A ring is a fusion of two very basic structures, namely an abelian group (4 axioms) and a monoid (2 axioms), compatible via distributive laws (2 axioms).
"I'm working on a problem that asks me to prove a set is a ring." - This doesn't mean that you have to verify all ring axioms. In fact, there are many "basic" rings and constructions with rings and often the task is only to realize that something is a subring of such a basic ring. In order to check for a subring, we only have to check:
All the other ring axioms are inherited automatically from the ring "above". For example, for any space $D$, the set $\{f : D \to \mathbb{R} : f \text{ continuous}\}$ is a subring of the "basic" ring of all functions $D \to \mathbb{R}$ (with pointwise operations) because of calculus facts about continuous functions: Constant functions are continuous, and continuous functions are closed under $+,-,*$.

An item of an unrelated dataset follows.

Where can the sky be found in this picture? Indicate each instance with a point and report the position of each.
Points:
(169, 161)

Unfortunately, some exercises want you to verify the ring axioms with super-artificially defined rings. For example, the set $R$ of pairs $(a,b)$ of integers $a,b \in \mathbb{Z}$ with addition $(a,b)+(c,d) = (a+c,b+d)$, but multiplication $(a,b) *' (c,d) = (ac+2bd,ad+bc)$. You can spend pages with computations, or you learn the general construction of generated subrings and realize that the above ring is just $\mathbb{Z}[\sqrt{2}]$ (the subring of $\mathbb{R}$ generated by $\sqrt{2}$) in disguise, where $(a,b)$ encodes $a+ b \sqrt{2}$. Since $\mathbb{Z}[\sqrt{2}]$ is a ring for trivial reasons, the same is true for $R$ without any necessary computations.